El estudiante que había visitado a Aya dejó de hacerlo gradualmente. Supongo que estaba demasiado ocupado. Quizás en parte gracias a eso, Aya se centró en su rehabilitación como si nada hubiera pasado. Y parecía estar alegre. Al final de su estancia en el hospital, Aya empezó a sufrir de hipotensión. Le dolía la cabeza y tenía náuseas cuando se levantaba. Después uno de los pacientes de su habitación murió de repente. Eso provocó que la ansiedad hacia la muerte de Aya aumentara. Pasó varios días deprimida. De nuevo volví a explicarle lo que pasaría si su enfermedad progresaba, pero le dije que todavía faltaba mucho tiempo antes de que tuviera que enfrentarse a la muerte. Ella asintió. Poco a poco, recuperó su alegría.

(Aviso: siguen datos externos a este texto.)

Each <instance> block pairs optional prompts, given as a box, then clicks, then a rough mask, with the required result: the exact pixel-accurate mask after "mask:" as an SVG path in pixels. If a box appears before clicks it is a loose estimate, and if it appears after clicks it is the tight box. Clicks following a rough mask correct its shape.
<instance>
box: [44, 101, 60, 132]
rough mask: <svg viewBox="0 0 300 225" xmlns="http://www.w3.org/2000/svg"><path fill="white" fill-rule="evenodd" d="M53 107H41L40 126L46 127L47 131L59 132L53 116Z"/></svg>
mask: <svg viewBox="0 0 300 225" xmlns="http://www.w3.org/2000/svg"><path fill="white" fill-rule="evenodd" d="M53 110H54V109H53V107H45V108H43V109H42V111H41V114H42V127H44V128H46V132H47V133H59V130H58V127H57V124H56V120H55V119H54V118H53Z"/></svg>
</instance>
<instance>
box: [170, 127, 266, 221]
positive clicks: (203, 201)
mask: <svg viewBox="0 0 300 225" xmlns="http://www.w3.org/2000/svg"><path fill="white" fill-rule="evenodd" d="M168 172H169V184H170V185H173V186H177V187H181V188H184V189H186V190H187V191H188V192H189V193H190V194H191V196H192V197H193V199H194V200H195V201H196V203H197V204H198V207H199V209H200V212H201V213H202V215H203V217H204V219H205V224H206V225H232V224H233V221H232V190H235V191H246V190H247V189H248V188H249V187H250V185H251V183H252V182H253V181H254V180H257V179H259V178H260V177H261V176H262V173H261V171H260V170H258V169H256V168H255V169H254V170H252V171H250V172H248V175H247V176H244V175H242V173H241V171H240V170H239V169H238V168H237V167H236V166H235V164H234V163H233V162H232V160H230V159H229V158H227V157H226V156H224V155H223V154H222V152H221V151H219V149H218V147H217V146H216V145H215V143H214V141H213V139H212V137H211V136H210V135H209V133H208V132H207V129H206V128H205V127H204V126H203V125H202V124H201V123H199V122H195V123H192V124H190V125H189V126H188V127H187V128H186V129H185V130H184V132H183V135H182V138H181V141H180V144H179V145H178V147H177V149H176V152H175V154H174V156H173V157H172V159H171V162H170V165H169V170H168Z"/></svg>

Sin embargo, empezó a necesitar de otros para cuidar de ella. Se trasladó a un hospital que permitía tener un cuidador para cada paciente. A veces voy a ese hospital a ver a algunos pacientes de mi especialidad. Después se trasladó a otro hospital cerca de su casa en Toyohashi. Aunque no he visto a su madre desde hace más de dos años, me mantiene informada sobre el estado de Aya. Nos consulta a mí y a un doctor joven que trabaja en el hospital en el que está. Así que tengo buena información de su estado. Me he enterado de que todo el mundo la quiere, esté donde esté, y que su cuidadora cuida de ella con ternura y compasión. Siempre que mis pacientes se sienten desanimados, yo les animo a que hablen de Aya. Últimamente he empezado a pensar que, en realidad, yo soy la que más ánimo ha recibido de ella.

Hiroko Yamamoto
Ayudante del Profesor (ahora Profesora).
Departamento de Neurología. Hospital Universitario Fujita.